Attaches or clears a genomic mask filter on a virtual track. When a filter is attached, the virtual track function is evaluated only over the unmasked regions (i.e., regions not covered by the filter intervals).
gvtrack.filter(vtrack = NULL, filter = NULL)virtual track name
genomic mask to apply. Can be:
A data.frame with columns 'chrom', 'start', 'end' (intervals to mask)
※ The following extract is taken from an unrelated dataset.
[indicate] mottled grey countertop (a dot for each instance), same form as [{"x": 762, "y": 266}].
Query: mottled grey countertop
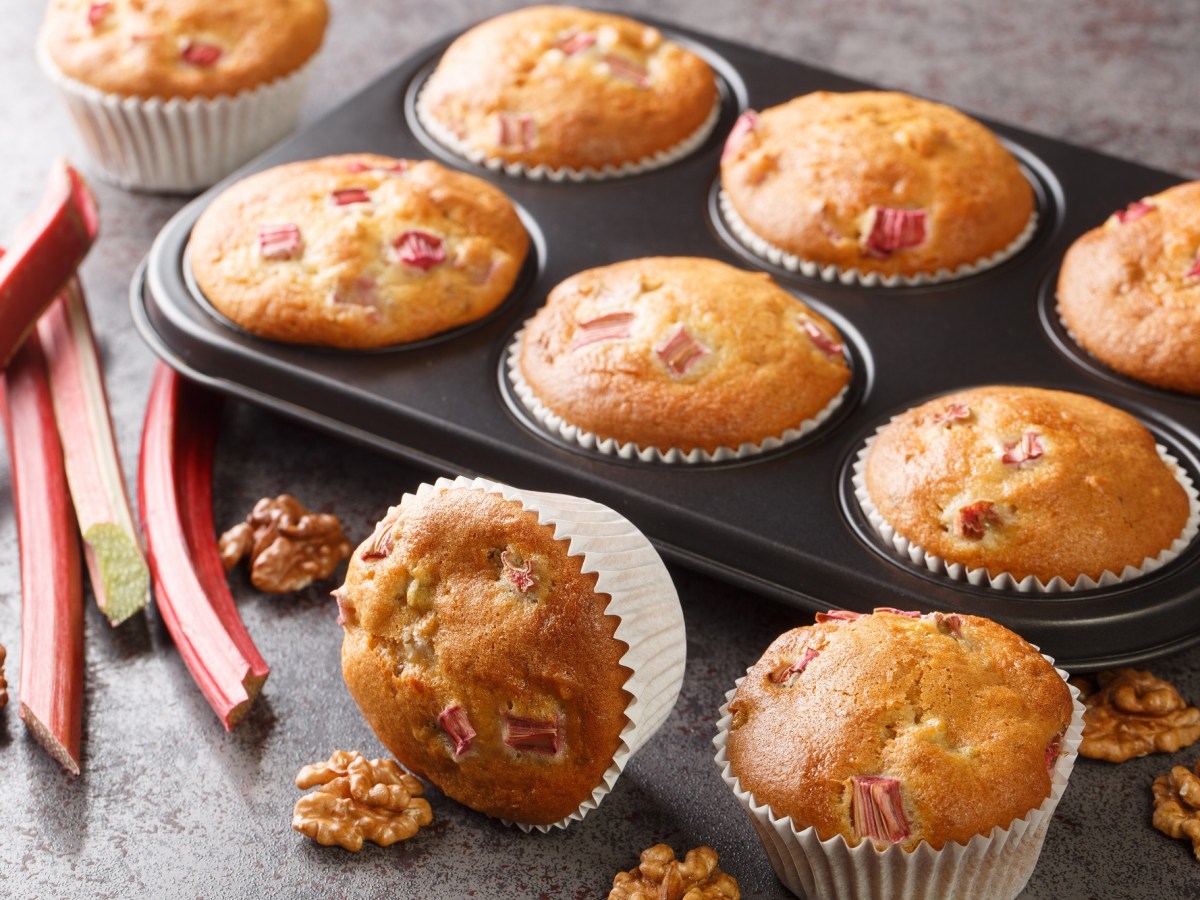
[{"x": 169, "y": 804}]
A character string naming an intervals set
A character string naming a track (must be intervals-type track)
A list of any combination of the above (all will be unified)
NULL to clear the filter
None (invisibly).
The filter defines regions to exclude from virtual track evaluation.
The virtual track function will be evaluated only on the complement of the filter.
Once a filter is attached to a virtual track, it applies to all subsequent extractions
of that virtual track until explicitly cleared with filter = NULL.
Order of Operations:
Filters are applied after iterator modifiers (sshift/eshift/dim). The order is:
Apply iterator modifiers (gvtrack.iterator with sshift/eshift)
Subtract mask from the modified intervals
Evaluate virtual track function over unmasked regions
Semantics by function type:
Aggregations (avg/sum/min/max/stddev/quantile): Length-weighted over unmasked regions
coverage: Returns (covered length in unmasked region) / (total unmasked length)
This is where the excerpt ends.